Network support
We show here how to summarize a sample of networks. This may be used to get bootstrap support or posterior probabilities for network features, if the sample of networks comes from a bootstrap analysis (as possible with SNaQ) or if it's a posterior sample of networks from a Bayesian analysis.
To demonstrate summarizing a sample of networks, we use here a sample of 100 networks, obtained by running 100 bootstrap replicates of SNaQ. The file containing the 100 networks comes with the package:
bootnet = readmultinewick(joinpath(dirname(pathof(PhyloNetworks)), "..","examples","bootsnaq.out"));
length(bootnet)
100
We seek to summarize what these 100 networks have in common (highly supported features) and what they don't (areas of uncertainty). Unlike for trees, there are a variety of features that we may summarize in a network. Below we show how to calculate support for tree edges, for a clade to be of hybrid origin, or for a clade to be sister to a hybrid clade, or combinations.

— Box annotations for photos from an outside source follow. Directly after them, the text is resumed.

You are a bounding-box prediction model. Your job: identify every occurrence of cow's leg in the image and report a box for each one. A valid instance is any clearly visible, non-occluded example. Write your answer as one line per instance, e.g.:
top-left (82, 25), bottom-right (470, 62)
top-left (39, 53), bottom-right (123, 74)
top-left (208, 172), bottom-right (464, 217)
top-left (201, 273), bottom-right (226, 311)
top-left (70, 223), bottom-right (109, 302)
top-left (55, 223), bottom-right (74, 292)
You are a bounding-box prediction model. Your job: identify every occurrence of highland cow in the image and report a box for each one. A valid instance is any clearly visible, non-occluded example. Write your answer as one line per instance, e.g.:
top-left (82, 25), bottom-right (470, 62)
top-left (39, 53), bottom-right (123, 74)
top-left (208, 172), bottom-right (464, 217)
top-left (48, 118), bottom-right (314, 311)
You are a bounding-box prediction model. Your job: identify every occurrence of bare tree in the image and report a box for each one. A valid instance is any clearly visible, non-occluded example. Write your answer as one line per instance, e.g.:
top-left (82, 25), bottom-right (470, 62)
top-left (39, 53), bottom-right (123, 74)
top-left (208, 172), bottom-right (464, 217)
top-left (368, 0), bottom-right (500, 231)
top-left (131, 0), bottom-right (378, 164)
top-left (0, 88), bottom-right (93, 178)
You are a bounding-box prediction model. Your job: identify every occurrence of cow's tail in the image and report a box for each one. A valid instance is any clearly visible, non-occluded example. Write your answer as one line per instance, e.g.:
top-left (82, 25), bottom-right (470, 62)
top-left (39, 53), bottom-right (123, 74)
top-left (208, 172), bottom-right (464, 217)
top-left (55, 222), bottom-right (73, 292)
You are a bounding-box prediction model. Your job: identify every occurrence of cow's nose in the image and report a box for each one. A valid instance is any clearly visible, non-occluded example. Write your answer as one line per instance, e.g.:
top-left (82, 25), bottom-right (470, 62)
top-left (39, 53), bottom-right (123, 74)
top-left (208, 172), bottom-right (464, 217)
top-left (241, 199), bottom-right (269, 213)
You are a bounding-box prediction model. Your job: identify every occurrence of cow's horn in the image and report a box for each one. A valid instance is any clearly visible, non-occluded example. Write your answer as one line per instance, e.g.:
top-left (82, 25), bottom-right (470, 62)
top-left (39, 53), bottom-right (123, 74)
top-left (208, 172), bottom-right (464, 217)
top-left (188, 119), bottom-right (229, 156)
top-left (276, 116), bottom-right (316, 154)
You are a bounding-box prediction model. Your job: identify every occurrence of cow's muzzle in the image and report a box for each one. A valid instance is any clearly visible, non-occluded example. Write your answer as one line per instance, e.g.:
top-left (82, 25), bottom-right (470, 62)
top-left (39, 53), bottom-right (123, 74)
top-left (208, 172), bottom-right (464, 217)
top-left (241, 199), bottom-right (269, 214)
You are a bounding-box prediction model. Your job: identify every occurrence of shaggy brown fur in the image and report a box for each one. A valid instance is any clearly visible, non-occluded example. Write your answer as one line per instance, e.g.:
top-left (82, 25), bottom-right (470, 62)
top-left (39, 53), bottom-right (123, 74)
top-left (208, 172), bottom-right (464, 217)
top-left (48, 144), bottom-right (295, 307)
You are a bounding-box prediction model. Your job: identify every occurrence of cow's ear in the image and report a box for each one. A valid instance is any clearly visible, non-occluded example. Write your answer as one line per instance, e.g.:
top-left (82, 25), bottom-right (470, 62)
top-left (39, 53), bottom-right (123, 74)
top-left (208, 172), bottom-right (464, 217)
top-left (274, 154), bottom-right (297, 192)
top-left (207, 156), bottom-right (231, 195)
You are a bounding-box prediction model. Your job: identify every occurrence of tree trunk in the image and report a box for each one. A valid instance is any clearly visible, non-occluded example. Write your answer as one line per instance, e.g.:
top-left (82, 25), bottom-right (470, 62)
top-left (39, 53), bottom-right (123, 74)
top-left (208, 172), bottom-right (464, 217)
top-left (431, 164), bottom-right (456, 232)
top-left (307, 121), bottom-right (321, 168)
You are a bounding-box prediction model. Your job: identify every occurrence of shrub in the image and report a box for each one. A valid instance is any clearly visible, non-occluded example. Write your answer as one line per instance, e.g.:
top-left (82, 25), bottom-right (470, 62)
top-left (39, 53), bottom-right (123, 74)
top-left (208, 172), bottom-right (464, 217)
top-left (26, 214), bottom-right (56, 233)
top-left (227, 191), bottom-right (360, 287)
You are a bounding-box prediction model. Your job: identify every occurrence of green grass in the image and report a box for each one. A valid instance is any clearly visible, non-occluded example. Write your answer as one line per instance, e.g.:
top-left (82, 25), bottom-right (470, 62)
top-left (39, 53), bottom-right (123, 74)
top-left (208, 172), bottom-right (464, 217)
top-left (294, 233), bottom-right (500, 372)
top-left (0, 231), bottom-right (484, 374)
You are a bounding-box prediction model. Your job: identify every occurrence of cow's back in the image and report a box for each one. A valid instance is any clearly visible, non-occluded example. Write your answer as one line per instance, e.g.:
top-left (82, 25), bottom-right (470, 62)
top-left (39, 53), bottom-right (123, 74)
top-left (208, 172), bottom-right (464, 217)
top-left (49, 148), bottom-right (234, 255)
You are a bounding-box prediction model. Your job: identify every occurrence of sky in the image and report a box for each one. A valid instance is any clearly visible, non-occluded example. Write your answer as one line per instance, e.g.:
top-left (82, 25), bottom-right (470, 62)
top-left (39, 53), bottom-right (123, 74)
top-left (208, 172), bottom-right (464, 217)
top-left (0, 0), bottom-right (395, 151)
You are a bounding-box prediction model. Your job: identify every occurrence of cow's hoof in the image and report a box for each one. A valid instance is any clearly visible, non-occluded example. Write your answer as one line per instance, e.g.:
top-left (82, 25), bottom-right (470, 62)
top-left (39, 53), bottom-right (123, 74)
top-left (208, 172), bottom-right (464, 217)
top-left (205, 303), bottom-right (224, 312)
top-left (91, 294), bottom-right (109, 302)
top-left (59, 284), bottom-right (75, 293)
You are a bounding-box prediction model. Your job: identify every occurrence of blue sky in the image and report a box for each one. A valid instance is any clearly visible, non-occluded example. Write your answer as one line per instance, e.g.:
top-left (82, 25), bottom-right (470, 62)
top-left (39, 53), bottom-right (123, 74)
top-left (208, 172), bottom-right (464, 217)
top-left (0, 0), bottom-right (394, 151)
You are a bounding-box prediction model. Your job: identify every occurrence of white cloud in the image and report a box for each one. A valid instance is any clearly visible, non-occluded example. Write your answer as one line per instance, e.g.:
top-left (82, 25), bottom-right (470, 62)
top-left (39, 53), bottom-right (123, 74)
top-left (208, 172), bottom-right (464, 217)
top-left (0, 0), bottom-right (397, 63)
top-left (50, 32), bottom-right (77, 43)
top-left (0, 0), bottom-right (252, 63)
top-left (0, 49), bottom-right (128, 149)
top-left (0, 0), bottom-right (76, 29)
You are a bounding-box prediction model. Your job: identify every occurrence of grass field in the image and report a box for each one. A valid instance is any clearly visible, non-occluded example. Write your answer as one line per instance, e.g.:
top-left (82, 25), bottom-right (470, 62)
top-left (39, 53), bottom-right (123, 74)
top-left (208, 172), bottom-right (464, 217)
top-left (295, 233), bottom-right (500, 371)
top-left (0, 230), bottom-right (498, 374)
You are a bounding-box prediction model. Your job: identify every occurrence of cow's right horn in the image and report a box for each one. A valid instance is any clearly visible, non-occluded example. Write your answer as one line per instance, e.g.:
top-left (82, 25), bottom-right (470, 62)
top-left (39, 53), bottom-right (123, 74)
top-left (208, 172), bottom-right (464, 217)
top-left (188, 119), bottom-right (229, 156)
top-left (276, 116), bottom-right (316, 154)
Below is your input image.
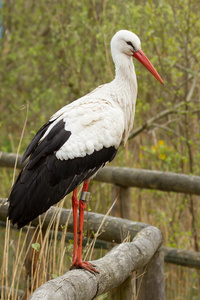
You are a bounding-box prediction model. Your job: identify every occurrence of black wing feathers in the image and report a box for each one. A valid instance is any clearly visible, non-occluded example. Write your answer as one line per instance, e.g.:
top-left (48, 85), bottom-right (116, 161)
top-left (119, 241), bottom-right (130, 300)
top-left (8, 120), bottom-right (117, 228)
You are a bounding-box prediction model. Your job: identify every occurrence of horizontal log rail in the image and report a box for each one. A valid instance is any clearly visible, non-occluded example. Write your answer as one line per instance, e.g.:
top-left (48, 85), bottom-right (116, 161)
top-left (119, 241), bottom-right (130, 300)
top-left (29, 229), bottom-right (164, 300)
top-left (0, 199), bottom-right (200, 269)
top-left (0, 152), bottom-right (200, 195)
top-left (0, 199), bottom-right (164, 300)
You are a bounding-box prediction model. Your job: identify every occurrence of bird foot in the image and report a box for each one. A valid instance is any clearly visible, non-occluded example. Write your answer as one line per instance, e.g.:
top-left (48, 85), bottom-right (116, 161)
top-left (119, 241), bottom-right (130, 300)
top-left (70, 260), bottom-right (99, 274)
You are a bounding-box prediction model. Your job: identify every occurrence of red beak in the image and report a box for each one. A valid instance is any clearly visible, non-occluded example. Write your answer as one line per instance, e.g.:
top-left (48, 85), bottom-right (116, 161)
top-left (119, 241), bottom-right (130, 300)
top-left (133, 50), bottom-right (164, 84)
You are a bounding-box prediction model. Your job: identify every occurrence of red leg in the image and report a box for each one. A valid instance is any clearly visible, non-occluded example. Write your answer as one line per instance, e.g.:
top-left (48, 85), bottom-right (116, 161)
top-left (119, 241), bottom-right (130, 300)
top-left (71, 179), bottom-right (99, 273)
top-left (72, 188), bottom-right (79, 264)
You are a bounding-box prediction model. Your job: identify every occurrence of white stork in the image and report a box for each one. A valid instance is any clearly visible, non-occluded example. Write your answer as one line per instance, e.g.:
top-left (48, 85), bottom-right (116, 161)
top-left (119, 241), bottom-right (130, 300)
top-left (8, 30), bottom-right (163, 273)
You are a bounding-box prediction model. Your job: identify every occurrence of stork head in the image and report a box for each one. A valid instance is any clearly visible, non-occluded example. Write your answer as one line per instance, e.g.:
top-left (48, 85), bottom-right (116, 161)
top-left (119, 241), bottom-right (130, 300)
top-left (111, 30), bottom-right (164, 84)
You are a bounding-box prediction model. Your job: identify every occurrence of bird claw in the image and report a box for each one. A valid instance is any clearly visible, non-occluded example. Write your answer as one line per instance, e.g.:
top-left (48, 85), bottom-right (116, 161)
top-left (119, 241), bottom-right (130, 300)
top-left (70, 261), bottom-right (99, 274)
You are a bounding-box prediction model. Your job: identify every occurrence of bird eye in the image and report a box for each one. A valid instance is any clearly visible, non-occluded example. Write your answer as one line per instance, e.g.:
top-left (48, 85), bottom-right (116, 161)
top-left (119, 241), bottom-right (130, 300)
top-left (126, 42), bottom-right (135, 51)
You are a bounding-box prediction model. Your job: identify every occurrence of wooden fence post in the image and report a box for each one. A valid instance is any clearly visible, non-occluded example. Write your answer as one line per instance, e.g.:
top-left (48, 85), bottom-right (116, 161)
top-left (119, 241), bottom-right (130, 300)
top-left (111, 184), bottom-right (131, 220)
top-left (110, 272), bottom-right (136, 300)
top-left (22, 227), bottom-right (39, 300)
top-left (136, 250), bottom-right (165, 300)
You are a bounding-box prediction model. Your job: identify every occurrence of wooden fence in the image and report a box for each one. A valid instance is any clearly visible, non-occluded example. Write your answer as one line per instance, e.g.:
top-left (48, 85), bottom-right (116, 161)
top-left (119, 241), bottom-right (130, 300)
top-left (0, 199), bottom-right (164, 300)
top-left (0, 152), bottom-right (200, 300)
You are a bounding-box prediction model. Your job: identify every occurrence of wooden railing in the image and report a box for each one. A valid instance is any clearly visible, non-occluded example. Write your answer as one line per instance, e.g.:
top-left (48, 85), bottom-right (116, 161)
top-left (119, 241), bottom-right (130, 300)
top-left (0, 199), bottom-right (164, 300)
top-left (0, 152), bottom-right (200, 300)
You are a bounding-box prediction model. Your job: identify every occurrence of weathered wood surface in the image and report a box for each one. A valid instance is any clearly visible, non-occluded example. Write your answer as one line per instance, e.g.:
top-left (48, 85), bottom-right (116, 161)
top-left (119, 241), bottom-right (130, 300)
top-left (161, 247), bottom-right (200, 269)
top-left (94, 167), bottom-right (200, 195)
top-left (0, 199), bottom-right (200, 269)
top-left (0, 152), bottom-right (200, 195)
top-left (137, 251), bottom-right (165, 300)
top-left (29, 226), bottom-right (164, 300)
top-left (0, 199), bottom-right (153, 243)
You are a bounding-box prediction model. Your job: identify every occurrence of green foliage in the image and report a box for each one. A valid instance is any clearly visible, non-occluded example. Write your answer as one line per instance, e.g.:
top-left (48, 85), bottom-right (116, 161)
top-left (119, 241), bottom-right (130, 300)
top-left (31, 243), bottom-right (40, 252)
top-left (0, 0), bottom-right (200, 298)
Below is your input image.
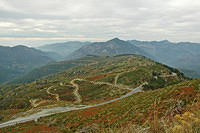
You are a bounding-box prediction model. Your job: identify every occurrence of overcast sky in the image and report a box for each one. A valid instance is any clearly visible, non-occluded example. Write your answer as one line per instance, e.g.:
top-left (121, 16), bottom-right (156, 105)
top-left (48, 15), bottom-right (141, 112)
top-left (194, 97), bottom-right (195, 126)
top-left (0, 0), bottom-right (200, 46)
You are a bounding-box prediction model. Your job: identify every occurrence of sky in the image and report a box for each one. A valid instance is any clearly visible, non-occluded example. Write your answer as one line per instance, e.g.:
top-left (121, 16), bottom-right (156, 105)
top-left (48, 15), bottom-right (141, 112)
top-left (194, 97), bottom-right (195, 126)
top-left (0, 0), bottom-right (200, 47)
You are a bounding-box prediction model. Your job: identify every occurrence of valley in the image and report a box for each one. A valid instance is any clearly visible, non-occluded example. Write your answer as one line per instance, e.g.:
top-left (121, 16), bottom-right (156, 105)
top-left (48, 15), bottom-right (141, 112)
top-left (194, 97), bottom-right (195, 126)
top-left (0, 55), bottom-right (188, 131)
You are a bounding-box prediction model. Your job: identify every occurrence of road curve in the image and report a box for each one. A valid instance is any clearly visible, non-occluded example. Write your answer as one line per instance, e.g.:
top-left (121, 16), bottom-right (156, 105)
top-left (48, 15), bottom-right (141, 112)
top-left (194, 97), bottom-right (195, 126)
top-left (0, 83), bottom-right (146, 128)
top-left (70, 79), bottom-right (82, 103)
top-left (47, 86), bottom-right (60, 101)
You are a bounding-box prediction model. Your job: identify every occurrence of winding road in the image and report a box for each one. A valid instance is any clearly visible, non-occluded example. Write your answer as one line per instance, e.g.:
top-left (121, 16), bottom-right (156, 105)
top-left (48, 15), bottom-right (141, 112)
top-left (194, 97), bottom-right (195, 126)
top-left (0, 83), bottom-right (146, 128)
top-left (70, 79), bottom-right (82, 103)
top-left (47, 86), bottom-right (60, 101)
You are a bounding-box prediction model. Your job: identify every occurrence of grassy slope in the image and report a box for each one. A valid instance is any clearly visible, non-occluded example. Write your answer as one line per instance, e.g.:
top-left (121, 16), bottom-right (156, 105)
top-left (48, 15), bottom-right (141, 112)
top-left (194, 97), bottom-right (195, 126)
top-left (0, 79), bottom-right (200, 132)
top-left (0, 55), bottom-right (188, 131)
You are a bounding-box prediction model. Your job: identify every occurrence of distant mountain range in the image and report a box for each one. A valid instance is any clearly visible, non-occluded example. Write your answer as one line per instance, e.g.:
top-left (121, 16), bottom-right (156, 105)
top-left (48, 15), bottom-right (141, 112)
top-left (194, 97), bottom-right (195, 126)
top-left (37, 41), bottom-right (90, 61)
top-left (67, 38), bottom-right (151, 59)
top-left (0, 45), bottom-right (53, 83)
top-left (128, 40), bottom-right (200, 78)
top-left (0, 38), bottom-right (200, 83)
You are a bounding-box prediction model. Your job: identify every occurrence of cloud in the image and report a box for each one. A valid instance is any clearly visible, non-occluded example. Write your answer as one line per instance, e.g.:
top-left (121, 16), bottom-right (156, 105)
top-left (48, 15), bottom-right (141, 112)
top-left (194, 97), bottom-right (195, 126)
top-left (0, 0), bottom-right (200, 45)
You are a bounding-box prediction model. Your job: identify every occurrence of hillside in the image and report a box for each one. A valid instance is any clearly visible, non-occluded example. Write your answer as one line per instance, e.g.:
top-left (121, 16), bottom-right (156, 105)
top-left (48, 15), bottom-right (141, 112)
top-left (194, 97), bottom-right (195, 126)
top-left (0, 55), bottom-right (186, 128)
top-left (0, 74), bottom-right (200, 133)
top-left (67, 38), bottom-right (150, 59)
top-left (128, 40), bottom-right (200, 78)
top-left (0, 46), bottom-right (53, 83)
top-left (37, 41), bottom-right (90, 61)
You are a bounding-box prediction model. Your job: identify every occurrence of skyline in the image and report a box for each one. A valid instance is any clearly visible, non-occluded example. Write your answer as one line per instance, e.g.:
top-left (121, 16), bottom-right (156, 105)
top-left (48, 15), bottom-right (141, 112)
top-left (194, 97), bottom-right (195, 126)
top-left (0, 0), bottom-right (200, 47)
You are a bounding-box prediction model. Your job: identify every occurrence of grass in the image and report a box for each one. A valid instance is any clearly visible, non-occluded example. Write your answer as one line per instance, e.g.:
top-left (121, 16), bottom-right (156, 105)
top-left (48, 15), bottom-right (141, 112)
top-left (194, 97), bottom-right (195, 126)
top-left (1, 80), bottom-right (200, 132)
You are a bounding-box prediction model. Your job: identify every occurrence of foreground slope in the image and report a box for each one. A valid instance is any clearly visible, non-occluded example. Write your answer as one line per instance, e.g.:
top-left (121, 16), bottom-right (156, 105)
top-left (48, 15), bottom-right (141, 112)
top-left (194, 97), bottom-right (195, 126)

We also assume that we have a reference network, such as the best-fitting network on the original (non-bootstrapped) data, or some other "consensus" network. We focus on features (tree edges and clades) in this reference network and quantify the support for these features in the sample of networks.
support for tree edges
To summarize our sample of 100 networks on our reference network, it is best to re-read this network to get a reproducible internal numbering of its nodes and edges, used later for mapping support to edges. As our reference network, we use here a network with 1 reticulation (best-fitting network on the original data):
net1 = readnewick(joinpath(dirname(pathof(PhyloNetworks)), "..","examples","net1.out"))
HybridNetwork, Rooted Network
12 edges
12 nodes: 6 tips, 1 hybrid nodes, 5 internal tree nodes.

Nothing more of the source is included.